Telefon, birbirinden uzak yerlerde
bulunan kişiler ve düzenekler arasında bilgi alışverişini sağlayan
elektrikli ses alıp verme aygıtıdır. Telefonun
çalışmasında ana ilke ağızdan çıkan ses dalgalarının önce elektrik
sinyallerine çevrilmesi, bu sinyallerin çeşitli gönderme yöntemleriyle
uzağa iletilmesinden sonra, bu defa elektrik sinyallerinin yeniden
kulakla duyulabilecek ses dalgalarına çevrilmesidir.
Önce kentlerde kurulan telefon şebekeleri daha sonra kentlerarası,
uluslararası düzenekler durumuna dönüşmüş ve uydular aracılığıyla
dünyanın her köşesinin birbiriyle iletişimi sağlanmıştır.
Sözcüğün Kökeni
Telefon sözcüğü Eski Yunanca Telos “Uzak” ve Phone “Ses” sözcüklerinin
birleşmesinden oluşmuştur. Dilimize Fransızca telephone’den
geçmiştir.Dilci Nurullah Ataç telefon sözcüğüne Türkçe karşılık olarak
Uzak konuşur sözcüğünü türetmiştir.
Teknoloji
Telefon ilk olarak telgraf sistemine benzer iki bağlantı üzerinden
konuşulacak şekilde kullanılmaya başlanmıştır. Çoğu defa bir bağlantı
demir tel, diğer bağlantı ise toprak olduğu için yitimler fazla ve
sesler karışık olarak işitiliyordu. Bakır alaşımlarının gelişmesiyle tel
sayısı arttırıldı. Konuşma sayıları arttıkça bağlantılar yetişmemeye
başladı. 1886 yılında tek devreden değişik frekanslarla ses gönderen bir
aygıt (multiplex) devresi yapıldı. Uzun hatlara konulan yükselticilerle
kayıplar giderildi.
Telefonda büyük adım, operatör kullanmaksızın yapılan otomatik
konuşmalardır. 1891 yılında geliştirilen Strowger otomatik arayıcıyla
araya operatör girmeden aboneler birbirine bağlanabilmiştir. Bu düzenek
1920 yılında Bell düzeneği olarak geliştirilmiştir. 18 Ekim 1892'de
Chicago ve New York arasında ilk uzun telefon hattı açıldı. 1948
yılından sonra ise transistörün sahneye çıkmasıyla elektromanyetik röle
sistemler yerini, elektronik devrelere bırakmıştır. Elektronik arayıcı
sistem ilk olarak 1965 yılında ABD'de servise konulmuştur.
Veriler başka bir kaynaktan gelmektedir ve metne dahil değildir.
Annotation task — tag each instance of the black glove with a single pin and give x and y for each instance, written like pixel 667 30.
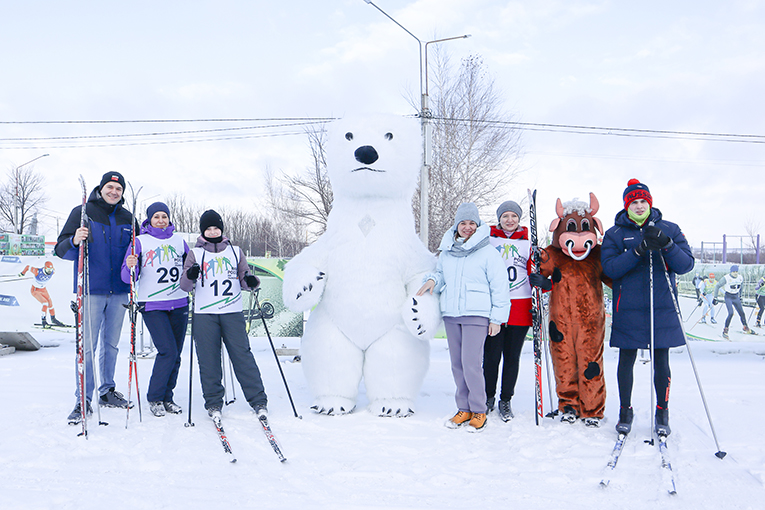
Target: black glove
pixel 655 239
pixel 641 249
pixel 537 280
pixel 252 281
pixel 192 273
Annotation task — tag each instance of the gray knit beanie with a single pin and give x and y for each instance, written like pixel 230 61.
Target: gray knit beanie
pixel 511 206
pixel 467 211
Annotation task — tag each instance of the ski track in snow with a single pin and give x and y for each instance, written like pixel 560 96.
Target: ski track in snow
pixel 363 461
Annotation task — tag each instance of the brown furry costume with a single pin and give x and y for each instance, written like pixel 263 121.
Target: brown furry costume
pixel 577 314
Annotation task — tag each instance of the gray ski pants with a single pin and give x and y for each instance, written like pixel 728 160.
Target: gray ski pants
pixel 209 330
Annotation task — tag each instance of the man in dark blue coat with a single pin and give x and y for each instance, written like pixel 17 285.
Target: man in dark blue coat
pixel 109 233
pixel 639 233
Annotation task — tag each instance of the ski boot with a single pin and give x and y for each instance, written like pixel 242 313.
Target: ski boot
pixel 459 420
pixel 157 409
pixel 504 410
pixel 569 415
pixel 662 422
pixel 55 322
pixel 626 415
pixel 477 422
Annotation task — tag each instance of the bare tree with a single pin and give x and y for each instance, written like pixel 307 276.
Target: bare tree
pixel 255 234
pixel 21 197
pixel 306 197
pixel 475 146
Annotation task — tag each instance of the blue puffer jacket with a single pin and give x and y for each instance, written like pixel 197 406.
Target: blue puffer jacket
pixel 475 284
pixel 631 287
pixel 110 235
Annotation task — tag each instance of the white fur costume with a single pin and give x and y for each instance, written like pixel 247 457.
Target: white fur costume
pixel 363 272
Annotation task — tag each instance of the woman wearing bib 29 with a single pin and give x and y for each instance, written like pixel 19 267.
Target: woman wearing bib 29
pixel 158 260
pixel 218 272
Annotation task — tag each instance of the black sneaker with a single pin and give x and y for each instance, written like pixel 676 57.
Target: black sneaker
pixel 626 415
pixel 662 422
pixel 569 415
pixel 75 417
pixel 114 398
pixel 504 410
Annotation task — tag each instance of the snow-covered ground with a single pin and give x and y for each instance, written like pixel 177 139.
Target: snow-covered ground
pixel 362 461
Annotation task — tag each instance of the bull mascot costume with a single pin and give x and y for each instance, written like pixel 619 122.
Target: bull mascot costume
pixel 577 314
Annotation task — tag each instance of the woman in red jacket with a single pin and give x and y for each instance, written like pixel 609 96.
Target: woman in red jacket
pixel 512 242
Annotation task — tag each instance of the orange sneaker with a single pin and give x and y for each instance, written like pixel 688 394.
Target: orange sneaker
pixel 459 419
pixel 478 422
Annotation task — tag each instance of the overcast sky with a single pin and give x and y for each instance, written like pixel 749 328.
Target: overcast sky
pixel 691 66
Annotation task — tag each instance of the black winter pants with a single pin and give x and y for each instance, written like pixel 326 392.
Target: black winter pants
pixel 661 376
pixel 508 345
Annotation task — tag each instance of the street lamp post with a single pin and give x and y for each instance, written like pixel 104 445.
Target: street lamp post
pixel 16 194
pixel 425 115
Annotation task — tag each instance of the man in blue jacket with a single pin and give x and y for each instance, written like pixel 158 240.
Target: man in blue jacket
pixel 639 233
pixel 109 231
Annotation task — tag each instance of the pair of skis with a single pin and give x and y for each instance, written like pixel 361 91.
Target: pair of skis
pixel 668 477
pixel 266 430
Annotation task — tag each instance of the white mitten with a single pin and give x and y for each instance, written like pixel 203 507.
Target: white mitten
pixel 422 315
pixel 303 287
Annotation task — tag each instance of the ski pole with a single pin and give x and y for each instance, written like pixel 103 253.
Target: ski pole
pixel 720 454
pixel 652 354
pixel 546 343
pixel 191 357
pixel 255 303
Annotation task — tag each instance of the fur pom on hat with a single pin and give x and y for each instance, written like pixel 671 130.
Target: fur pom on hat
pixel 209 219
pixel 467 212
pixel 636 190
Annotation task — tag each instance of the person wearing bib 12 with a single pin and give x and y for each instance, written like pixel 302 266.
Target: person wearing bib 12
pixel 218 272
pixel 158 261
pixel 512 242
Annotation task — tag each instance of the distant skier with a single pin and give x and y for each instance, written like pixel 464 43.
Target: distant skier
pixel 760 292
pixel 40 293
pixel 697 279
pixel 732 284
pixel 707 286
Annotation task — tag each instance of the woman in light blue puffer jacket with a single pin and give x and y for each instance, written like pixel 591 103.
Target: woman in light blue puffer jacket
pixel 475 300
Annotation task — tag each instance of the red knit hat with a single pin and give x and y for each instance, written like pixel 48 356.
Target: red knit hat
pixel 636 190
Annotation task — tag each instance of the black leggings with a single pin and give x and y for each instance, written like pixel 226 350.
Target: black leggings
pixel 507 344
pixel 661 376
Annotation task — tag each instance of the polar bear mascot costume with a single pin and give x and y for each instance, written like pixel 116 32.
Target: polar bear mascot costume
pixel 363 272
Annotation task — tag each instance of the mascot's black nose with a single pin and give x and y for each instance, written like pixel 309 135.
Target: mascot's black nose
pixel 366 154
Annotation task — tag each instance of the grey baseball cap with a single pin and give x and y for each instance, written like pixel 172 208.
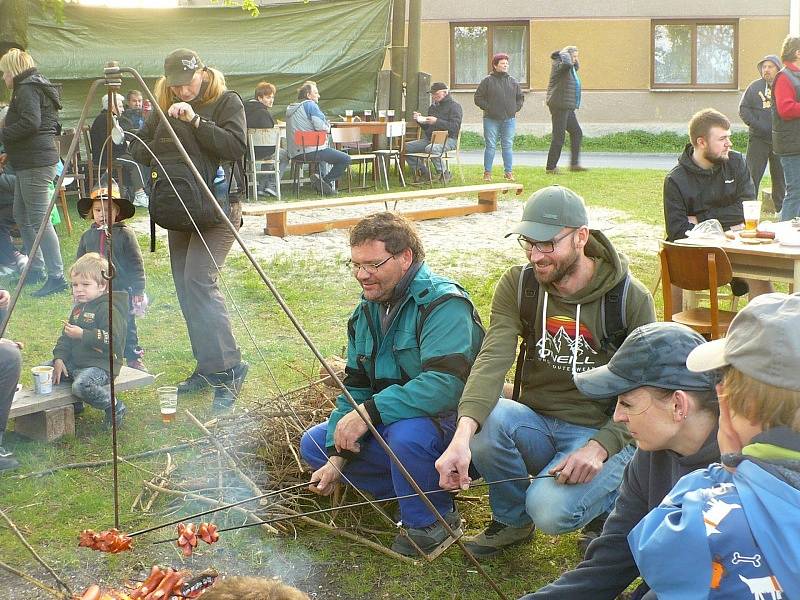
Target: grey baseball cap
pixel 548 211
pixel 653 354
pixel 763 342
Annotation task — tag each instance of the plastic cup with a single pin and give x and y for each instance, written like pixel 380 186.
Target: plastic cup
pixel 752 214
pixel 168 401
pixel 42 380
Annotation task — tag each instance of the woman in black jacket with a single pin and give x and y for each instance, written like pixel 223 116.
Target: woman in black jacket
pixel 210 121
pixel 29 139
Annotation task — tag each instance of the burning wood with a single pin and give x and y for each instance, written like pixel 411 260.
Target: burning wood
pixel 111 540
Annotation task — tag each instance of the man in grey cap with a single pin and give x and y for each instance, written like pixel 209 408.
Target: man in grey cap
pixel 672 414
pixel 755 109
pixel 444 114
pixel 573 305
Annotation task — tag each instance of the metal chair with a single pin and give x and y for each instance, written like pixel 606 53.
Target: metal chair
pixel 696 268
pixel 258 138
pixel 347 138
pixel 307 141
pixel 395 130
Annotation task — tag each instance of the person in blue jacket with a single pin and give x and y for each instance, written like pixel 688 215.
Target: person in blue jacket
pixel 411 343
pixel 733 530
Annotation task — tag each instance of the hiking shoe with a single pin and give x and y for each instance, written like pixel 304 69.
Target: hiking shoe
pixel 53 285
pixel 427 538
pixel 227 385
pixel 7 460
pixel 121 410
pixel 194 383
pixel 497 537
pixel 140 199
pixel 591 531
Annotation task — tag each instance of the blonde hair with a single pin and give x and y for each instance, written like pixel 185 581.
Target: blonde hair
pixel 15 61
pixel 761 402
pixel 252 588
pixel 92 266
pixel 215 88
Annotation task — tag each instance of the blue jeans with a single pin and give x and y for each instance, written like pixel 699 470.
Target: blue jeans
pixel 417 442
pixel 791 174
pixel 516 440
pixel 491 128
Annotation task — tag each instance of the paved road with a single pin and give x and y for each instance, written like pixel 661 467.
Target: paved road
pixel 609 160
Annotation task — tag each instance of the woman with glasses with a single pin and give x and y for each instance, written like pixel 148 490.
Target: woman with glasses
pixel 672 414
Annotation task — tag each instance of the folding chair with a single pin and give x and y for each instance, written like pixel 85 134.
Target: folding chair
pixel 258 138
pixel 307 141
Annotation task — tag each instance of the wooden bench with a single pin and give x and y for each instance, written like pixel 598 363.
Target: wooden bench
pixel 48 417
pixel 277 213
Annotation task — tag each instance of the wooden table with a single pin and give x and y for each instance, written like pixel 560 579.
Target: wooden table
pixel 770 262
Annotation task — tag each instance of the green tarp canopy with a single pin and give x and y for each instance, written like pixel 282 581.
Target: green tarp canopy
pixel 340 44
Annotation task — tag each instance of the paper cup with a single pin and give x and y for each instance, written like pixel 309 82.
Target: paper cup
pixel 168 402
pixel 42 380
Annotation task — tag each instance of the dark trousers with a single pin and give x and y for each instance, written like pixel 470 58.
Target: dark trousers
pixel 758 153
pixel 564 121
pixel 202 304
pixel 10 368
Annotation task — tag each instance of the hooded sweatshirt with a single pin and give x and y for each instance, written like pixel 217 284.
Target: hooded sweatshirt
pixel 608 567
pixel 728 535
pixel 31 122
pixel 715 193
pixel 92 349
pixel 568 330
pixel 755 107
pixel 304 116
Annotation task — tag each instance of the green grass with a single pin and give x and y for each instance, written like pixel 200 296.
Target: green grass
pixel 52 510
pixel 628 141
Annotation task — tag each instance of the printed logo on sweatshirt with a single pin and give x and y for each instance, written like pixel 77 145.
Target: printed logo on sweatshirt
pixel 559 345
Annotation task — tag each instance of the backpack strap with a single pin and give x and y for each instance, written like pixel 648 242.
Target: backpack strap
pixel 613 315
pixel 527 300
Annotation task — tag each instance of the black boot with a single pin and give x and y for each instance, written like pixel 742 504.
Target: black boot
pixel 53 285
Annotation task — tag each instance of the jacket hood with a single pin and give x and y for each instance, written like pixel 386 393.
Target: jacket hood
pixel 33 77
pixel 769 57
pixel 610 268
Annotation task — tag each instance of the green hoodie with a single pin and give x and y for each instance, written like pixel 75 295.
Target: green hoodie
pixel 547 383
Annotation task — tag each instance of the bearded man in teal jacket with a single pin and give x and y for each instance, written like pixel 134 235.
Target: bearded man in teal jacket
pixel 411 343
Telefonda atılan diğer büyük adım da, uzak mesafe konuşmalarında yüksek
frekanslı radyo yayınlarından yararlanılmasıdır. 150-300 km aralıklarla
yer alan röle istasyonları konuşmaları koaks kablolardan ve havadan
elektromanyetik yayın şeklinde iletmektedir. Frekans yükseldikçe tek
bağlantı üzerinden konuşma kanal sayısı da yükselmektedir. Böyle bir
sistemle iki röle istasyonu arasında aynı anda 3600 konuşma yapmak
olasıdır.
Bu gelişmeyi uydular aracılığıyla yapılan konuşmalar izlemiştir.
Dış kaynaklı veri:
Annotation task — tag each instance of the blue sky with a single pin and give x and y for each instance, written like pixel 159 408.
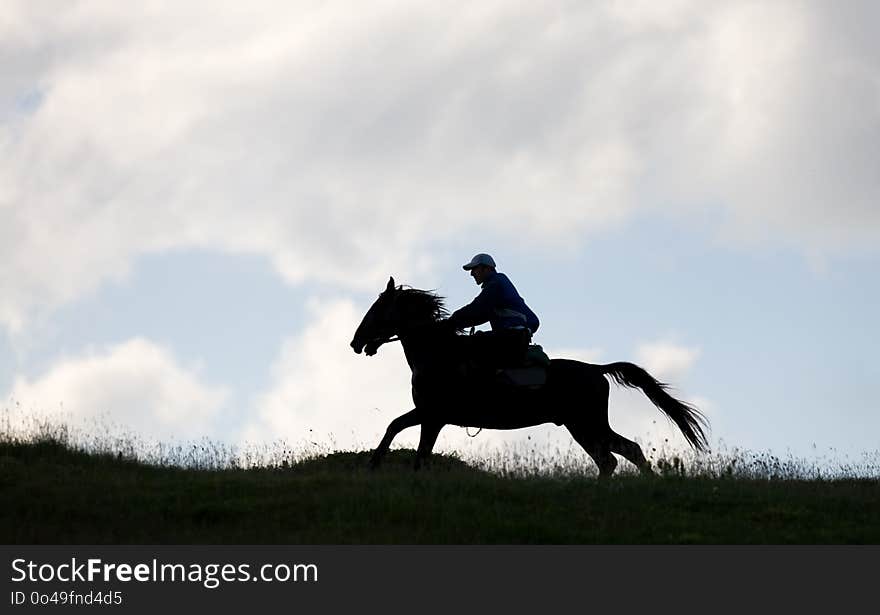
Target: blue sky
pixel 195 218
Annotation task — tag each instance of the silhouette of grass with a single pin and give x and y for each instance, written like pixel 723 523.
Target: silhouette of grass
pixel 58 489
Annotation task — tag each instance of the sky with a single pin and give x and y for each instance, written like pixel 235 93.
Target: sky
pixel 200 200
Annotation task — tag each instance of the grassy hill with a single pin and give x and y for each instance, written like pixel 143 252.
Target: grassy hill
pixel 50 493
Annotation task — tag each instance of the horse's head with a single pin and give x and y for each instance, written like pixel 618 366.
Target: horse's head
pixel 380 323
pixel 398 311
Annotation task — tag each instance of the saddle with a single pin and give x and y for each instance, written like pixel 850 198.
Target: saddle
pixel 532 374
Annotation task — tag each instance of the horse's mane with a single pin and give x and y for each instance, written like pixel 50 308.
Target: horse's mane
pixel 424 302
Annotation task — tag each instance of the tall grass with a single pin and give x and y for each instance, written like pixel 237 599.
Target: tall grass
pixel 522 460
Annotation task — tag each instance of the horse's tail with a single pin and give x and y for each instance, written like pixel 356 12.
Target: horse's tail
pixel 688 418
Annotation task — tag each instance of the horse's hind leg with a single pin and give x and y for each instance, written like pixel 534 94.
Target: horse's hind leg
pixel 405 420
pixel 631 451
pixel 598 448
pixel 427 439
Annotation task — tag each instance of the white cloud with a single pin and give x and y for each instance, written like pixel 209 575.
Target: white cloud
pixel 323 392
pixel 665 360
pixel 137 385
pixel 340 141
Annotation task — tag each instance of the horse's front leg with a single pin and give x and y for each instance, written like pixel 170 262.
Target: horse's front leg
pixel 405 420
pixel 427 439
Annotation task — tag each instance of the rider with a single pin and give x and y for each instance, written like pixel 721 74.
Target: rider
pixel 513 323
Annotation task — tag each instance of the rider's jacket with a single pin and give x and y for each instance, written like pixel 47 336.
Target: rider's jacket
pixel 499 304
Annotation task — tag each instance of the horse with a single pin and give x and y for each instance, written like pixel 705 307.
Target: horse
pixel 575 393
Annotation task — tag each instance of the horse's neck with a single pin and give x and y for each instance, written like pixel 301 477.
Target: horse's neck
pixel 421 349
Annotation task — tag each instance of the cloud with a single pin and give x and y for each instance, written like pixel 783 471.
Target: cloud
pixel 137 386
pixel 341 141
pixel 665 360
pixel 322 392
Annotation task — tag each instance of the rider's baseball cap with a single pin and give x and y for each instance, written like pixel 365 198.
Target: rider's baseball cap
pixel 479 259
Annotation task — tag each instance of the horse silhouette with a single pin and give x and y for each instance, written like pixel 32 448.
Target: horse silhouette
pixel 575 394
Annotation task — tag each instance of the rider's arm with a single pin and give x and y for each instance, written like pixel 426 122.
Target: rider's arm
pixel 479 310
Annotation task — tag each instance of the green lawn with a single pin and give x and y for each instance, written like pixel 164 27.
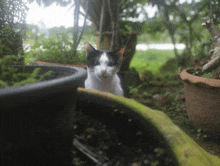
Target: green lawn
pixel 151 59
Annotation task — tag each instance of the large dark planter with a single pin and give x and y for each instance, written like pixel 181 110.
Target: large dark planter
pixel 202 97
pixel 155 123
pixel 39 113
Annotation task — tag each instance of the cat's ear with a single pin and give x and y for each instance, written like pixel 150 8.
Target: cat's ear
pixel 120 52
pixel 89 48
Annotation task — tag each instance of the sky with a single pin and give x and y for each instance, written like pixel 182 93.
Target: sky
pixel 56 16
pixel 52 16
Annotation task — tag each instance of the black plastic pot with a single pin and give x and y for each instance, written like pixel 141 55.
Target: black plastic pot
pixel 39 113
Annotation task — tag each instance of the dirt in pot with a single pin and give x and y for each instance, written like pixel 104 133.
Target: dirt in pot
pixel 100 135
pixel 107 136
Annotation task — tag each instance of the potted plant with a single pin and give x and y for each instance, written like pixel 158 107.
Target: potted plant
pixel 202 94
pixel 39 113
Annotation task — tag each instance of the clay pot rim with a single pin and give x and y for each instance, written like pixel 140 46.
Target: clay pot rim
pixel 192 79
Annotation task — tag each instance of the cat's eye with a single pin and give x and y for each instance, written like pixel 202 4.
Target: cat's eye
pixel 111 64
pixel 97 63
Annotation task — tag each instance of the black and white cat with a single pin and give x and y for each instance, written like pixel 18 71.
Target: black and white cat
pixel 102 68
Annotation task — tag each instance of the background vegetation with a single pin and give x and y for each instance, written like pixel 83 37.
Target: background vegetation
pixel 173 22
Anakaralar arası telefon konuşmaları 1915 yılında başlamıştır. İlk
konuşma Paris'le ABD'de Arlington arasında yapılmıştır. Anakaralar arası
telefon konuşmalarında güçlü radyo alıcı vericileri kullanılıyordu.
İyonosferin etkisi konuşmaları zorlaştırdığı için sualtı kabloları
kullanılmaya başlandı. İlk sualtı kablosuyla telefon görüşmeleri 1950
yılında Florida ile Havana arasında 185 km'lik uzaklıkta yapıldı. Sonuç
doyurucu olduğu için 1956 yılında New York ile Londra arasına aynı
düzenek kuruldu.
Uydu aracılığıyla anakaralar arası ilk telefon konuşmaları 1960 yılında
başladı. Echo 1 isimli uyduyla ABD'nin doğu yakası ile batı yakası
arasında telefon bağlantısı sağlanınca bunu Telstar I, Telstar 2 ve
diğer uydular izledi. Bugün uyduların devreye girmesiyle gemi ya da
uçaklarla otomatik telefon konuşması yapılabilmektedir. 1985 yılında
uzay mekiği Discovery'nin yörüngeye koyduğu uydulardan biri aynı anda
20.000 konuşma yapabilmeye olanak verecek sığadadır.